Data parallelism: five workers each process one-fifth of a pile of vegetables doing the exact same chopping operation — the same task applied to different chunks of data simultaneously.

/* Task parallelism — threads do DIFFERENT things */
/* Thread A sorts the left half of an array         */
/* Thread B finds the minimum in the right half     */
/* → The operation varies per thread                */

/* Data parallelism — threads do the SAME thing on different data */
/* 8 threads each sum 1/8 of an array (parallel reduction)       */
/* → Same function, different data slice                          */
Note: Real programs often mix both. A pipeline stage may split data across threads (data parallelism) while different pipeline stages run concurrently (task parallelism).
Type What varies Example Pattern
Task parallelism The operation Fork: child runs exec, parent waits — each does something different Each thread has its own role / function
Data parallelism The data subset Parallel array sum — 4 threads each sum 1/4 of the array All threads run the same function on their own slice

Task Dependency Graphs (DAGs)

A Task Dependency Graph (DAG = Directed Acyclic Graph) shows which tasks must finish before others can start. This determines two critical quantities:

  • What can run in parallel — tasks with no dependency between them.
  • The critical path: the longest sequential chain of dependencies — this is the theoretical minimum time your program can take, regardless of how many threads you add.
/*  Example dependency graph:                                         */
/*                                                                    */
/*          [Parse file]                                              */
/*          /           \                                             */
/*   [Process A]    [Process B]    ← no dependency: run in parallel  */
/*          \           /                                             */
/*          [Merge results]                                           */
/*          |                                                         */
/*        [Write output]                                              */
/*                                                                    */
/* Critical path = Parse + max(A,B) + Merge + Write                  */
/* Max parallelism at step 2 = 2 threads (limited by independent tasks) */
Key insight: Amdahl's Law — adding more threads beyond the available parallelism gives no speedup. The critical path sets a hard floor on execution time.
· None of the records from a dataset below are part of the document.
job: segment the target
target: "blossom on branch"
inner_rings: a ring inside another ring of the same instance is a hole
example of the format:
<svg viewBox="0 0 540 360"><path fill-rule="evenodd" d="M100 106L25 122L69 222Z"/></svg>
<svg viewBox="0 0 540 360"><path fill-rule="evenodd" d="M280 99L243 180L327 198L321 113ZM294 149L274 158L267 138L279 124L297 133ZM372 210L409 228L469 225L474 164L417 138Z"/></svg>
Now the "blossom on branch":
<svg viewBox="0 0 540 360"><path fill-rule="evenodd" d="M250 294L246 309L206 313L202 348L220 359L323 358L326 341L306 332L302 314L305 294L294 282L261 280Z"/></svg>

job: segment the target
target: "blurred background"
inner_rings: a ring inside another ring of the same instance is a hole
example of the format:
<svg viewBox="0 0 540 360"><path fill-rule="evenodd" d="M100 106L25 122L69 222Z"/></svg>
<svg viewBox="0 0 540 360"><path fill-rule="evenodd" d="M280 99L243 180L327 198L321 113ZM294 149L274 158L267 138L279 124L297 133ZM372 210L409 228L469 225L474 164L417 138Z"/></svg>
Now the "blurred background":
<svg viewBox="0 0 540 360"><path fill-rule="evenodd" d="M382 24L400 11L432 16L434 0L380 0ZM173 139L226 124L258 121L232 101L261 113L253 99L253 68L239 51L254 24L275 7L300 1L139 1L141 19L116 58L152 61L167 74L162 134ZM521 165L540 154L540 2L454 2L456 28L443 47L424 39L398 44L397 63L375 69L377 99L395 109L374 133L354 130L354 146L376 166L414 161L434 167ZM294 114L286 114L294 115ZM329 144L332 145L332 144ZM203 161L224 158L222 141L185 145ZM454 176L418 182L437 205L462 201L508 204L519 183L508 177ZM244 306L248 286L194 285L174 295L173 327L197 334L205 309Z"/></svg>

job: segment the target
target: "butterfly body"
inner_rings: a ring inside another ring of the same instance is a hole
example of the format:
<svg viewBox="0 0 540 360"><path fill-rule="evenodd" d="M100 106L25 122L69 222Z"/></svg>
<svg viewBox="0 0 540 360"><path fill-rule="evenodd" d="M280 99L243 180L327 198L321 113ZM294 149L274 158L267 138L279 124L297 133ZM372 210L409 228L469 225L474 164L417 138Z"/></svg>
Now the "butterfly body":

In pthreads, tasks with no dependency can be launched with pthread_create and run simultaneously. Tasks that depend on a result must pthread_join the predecessor thread before starting.

/* Parallelizing two independent tasks from the graph above */
pthread_t t_a, t_b;

pthread_create(&t_a, NULL, process_a, data);  /* start A */
pthread_create(&t_b, NULL, process_b, data);  /* start B simultaneously */

pthread_join(t_a, NULL);  /* wait for A to finish */
pthread_join(t_b, NULL);  /* wait for B to finish */
/* Now both A and B are done — safe to call merge_results() */
merge_results();
DAG rule: Every edge in the DAG (A must complete before C) maps to a pthread_join call in your code. Nodes with no incoming edges from an unfinished task can be launched immediately.
How to Read a DAG Before You Code

1. Draw the graph — boxes are tasks, arrows mean "must finish before".
2. Find all nodes with no predecessors — these can start immediately (create threads for all of them at once).
3. Trace the longest path (critical path) — that is your theoretical speedup ceiling.
4. Every join in your pthread code corresponds to an edge in the DAG.

pthread_create, pthread_join, and the thread function signature

The entire pthreads API lives in <pthread.h>. You must also link with -lpthread at compile time: gcc myfile.c -lpthread.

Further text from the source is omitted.